Highwoods’ portfolio is largely concentrated in high-growth Sun Belt markets, which have long-term favorable demographic trends and are expected to continue experiencing above-average job growth. This will likely support Highwoods’ rent growth over the long term. During the third quarter of 2024, its average in-place cash rent witnessed growth of 3.9% per square foot year over year.
Highwoods is seeing a recovery in demand for its high-quality and well-placed office properties, as highlighted by a rebound in new leasing volume. During the third quarter of 2024, the company signed 906,000 square feet (875,000 square feet at the company’s share) of second-generation leases. This includes new leases spanning 530,000 square feet (500,000 square feet at the company’s share). During the third quarter, Highwoods signed 61,000 square feet of first-generation leases.
Going forward, the next cycle of office space demand is likely to be driven by inbound migration and significant investments announced by office occupiers to expand their footprint in Sun Belt regions, as well as additional hiring plans in the company’s markets. Moreover, the company has a well-diversified tenant base that includes several bellwethers.It is seeing an increasing number of tenants returning to offices or announcing plans to come back. This is likely to support office real estate market fundamentals.

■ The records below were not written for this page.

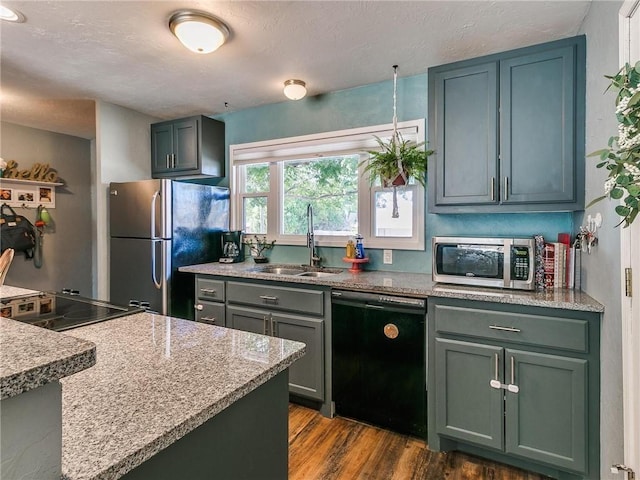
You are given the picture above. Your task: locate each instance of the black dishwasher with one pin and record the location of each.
(379, 360)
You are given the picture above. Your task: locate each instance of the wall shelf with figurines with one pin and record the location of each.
(30, 187)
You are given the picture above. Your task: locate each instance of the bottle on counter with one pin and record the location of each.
(351, 249)
(359, 247)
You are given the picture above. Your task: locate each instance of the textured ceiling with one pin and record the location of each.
(69, 53)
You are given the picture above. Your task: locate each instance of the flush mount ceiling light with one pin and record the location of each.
(198, 31)
(10, 15)
(295, 89)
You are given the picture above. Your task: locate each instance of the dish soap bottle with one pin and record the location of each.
(359, 247)
(351, 249)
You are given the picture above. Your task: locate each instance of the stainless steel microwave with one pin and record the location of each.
(487, 262)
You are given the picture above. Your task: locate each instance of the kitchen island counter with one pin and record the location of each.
(409, 284)
(157, 380)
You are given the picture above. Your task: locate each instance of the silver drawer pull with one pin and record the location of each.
(269, 298)
(504, 329)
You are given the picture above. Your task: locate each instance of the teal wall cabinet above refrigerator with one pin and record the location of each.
(190, 148)
(508, 131)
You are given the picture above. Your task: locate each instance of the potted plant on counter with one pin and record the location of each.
(257, 246)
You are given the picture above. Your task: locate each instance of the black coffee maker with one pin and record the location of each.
(232, 247)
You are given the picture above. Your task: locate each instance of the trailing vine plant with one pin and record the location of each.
(622, 157)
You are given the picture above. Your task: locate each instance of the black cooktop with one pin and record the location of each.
(61, 311)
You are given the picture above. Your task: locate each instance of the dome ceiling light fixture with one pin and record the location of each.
(11, 15)
(295, 89)
(198, 31)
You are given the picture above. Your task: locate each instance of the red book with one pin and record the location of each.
(548, 260)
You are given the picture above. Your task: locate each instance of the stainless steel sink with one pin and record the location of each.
(315, 274)
(296, 271)
(281, 270)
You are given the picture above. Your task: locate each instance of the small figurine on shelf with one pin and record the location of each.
(359, 247)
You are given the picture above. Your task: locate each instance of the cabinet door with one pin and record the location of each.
(466, 136)
(537, 134)
(467, 406)
(306, 376)
(210, 312)
(546, 420)
(185, 144)
(248, 320)
(161, 148)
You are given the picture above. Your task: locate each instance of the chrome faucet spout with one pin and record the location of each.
(314, 260)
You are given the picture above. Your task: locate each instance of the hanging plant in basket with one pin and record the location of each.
(398, 160)
(622, 157)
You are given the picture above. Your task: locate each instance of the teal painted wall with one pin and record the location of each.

HIW has been following a disciplined capital-recycling strategy that entails disposing of non-core assets and redeploying the proceeds in premium asset acquisitions and accretive development projects. It has made efforts over the years to improve its portfolio quality by expanding its footprint in the high-growth best business district markets through acquisitions and development initiatives. Since the beginning of the year through Sept. 30, 2024, Highwoods completed dispositions worth $84 million. Management expects an additional disposition of up to $150 million in 2024.